Strikes me that trying to estimate and bank on the bubble, you can't avoid buying into it.

Bubbles are caused by misinformation, undetected, and taken as information. Like a bank that only has 75% of it's depositors cash on hand, and no good investments... it can still seem to 'work' until people begin to realize the truth... then they discover that the little that was on hand to supply a few needs, isn't enough to supply even the basic needs of all - poof! - the 'bubble' pops.

Those who did the basics, spread their own wealth around into basic, solid investments, aren't imperilled by chance... those who don't attempt to rely upon luck, have the best of it.

And to try my hnd at extended prognostiction, as I said about two years ago, no point in looking for the bubble in todays market - the entire market is the bubble.

Van Harvey said...

aninnymouse said "And in such a way that deficit spending might have been a bad idea then and a necessary thing to do now?"

I didn't think you could top the idiocy of your comment on the constitution at the end of yesterday's post... but once again I've been proven wrong.

Gagdad Bob said...

It's not just the contradictory advice (don't forget that Bush entered the presidency in a recession, and that it was exacerbated by 9-11), but back then Krugman shrieked that deficits were inflationary, whereas now he claims that worries about future inflation are just fear-mongering. He's a true kook.

Van Harvey said...

b.h. said "What is it good for? What can money buy in terms of power and influence?"

Hmmm.... what would I do with power & influence & lucre. Well, I wouldn't want to change my family situation, or kids neighborhoods & such, so that'd stay the same. Oh, well, I suppose I'd like to do something like what this guy Ben is talking about on NRO, that whole Block Captain thing, helping to pass something like a statewide proposition against Obamaocare like Prop C... maybe help teach people about the meaning of the constitution, even do some door to door type stuff...

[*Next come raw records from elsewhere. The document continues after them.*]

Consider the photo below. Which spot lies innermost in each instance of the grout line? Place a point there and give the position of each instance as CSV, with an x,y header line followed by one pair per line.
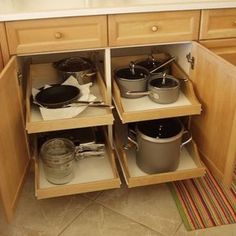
x,y
100,203
71,222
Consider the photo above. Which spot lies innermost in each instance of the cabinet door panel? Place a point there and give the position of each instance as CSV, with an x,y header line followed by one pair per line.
x,y
218,23
14,156
215,130
48,35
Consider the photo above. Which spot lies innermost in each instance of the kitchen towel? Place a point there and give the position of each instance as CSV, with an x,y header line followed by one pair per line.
x,y
203,202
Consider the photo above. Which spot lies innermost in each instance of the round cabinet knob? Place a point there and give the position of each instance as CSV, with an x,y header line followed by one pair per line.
x,y
154,28
58,35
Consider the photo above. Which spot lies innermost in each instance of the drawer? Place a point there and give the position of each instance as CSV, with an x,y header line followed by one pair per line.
x,y
90,174
41,74
218,24
148,28
48,35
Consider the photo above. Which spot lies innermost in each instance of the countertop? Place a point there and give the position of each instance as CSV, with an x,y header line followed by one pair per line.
x,y
11,10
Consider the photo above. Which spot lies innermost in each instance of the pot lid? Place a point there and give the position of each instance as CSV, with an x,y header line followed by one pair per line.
x,y
133,72
73,64
161,128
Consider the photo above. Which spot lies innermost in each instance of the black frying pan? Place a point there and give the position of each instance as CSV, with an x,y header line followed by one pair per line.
x,y
57,96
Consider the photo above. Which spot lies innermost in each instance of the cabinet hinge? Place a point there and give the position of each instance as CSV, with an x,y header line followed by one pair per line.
x,y
20,77
191,60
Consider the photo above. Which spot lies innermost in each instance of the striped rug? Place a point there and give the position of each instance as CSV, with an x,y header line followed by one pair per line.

Oh! Wait a minute! Ben is one of young lawyer's I was talking with the other night... and wait a minute... I am one of the Block Captain's he's talking about in the article... and I did help to get a statewide proposition passed to challenge Obamaocare... and I am helping to teach classes about the meaning of the constitution, and I am going door to door in neighborhoods talking with people... gosh... other than I suppose it would probably be swell to not have to worry about a few bills... I guess I'm already doing exactly what I'd like to be doing already... gosh... sorry b.h... I guess I'm already pretty much living the life I'd like to be living.

Darn. Sorry about that.

Magnus Itland said...

That a disaster is predictable does not mean it will be averted. It may be mentally inconvenient to do so.

ge said...

fruitful correspondencers: 'Miracles' in MOT*
also see the creme de G. Bataille: GUILTY ...INNER EXPERIENCE ...ON NIETZSCHE re his god 'chance'

*pdf at
http://tarothermeneutics.com/tarotliterature/MOTT/Meditations-on-the-Tarot.pdf

ge said...

ps was Gary Lewis mentioned here some weeks ago? see http://www.redtelephone66.com/

Stephen Macdonald said...

b-hole said:

What to do when one has an enourmouos pile of lucre?

Personally I plan to hit the 9 figure club by age 50, then spend 95% of that on a concentrated offensive designed specifically to bring angry Marxist lesbians to Jesus.

Van Harvey said...

I didn't say I don't need money, I'm just not foolish enough to mistake it for being anything other than money.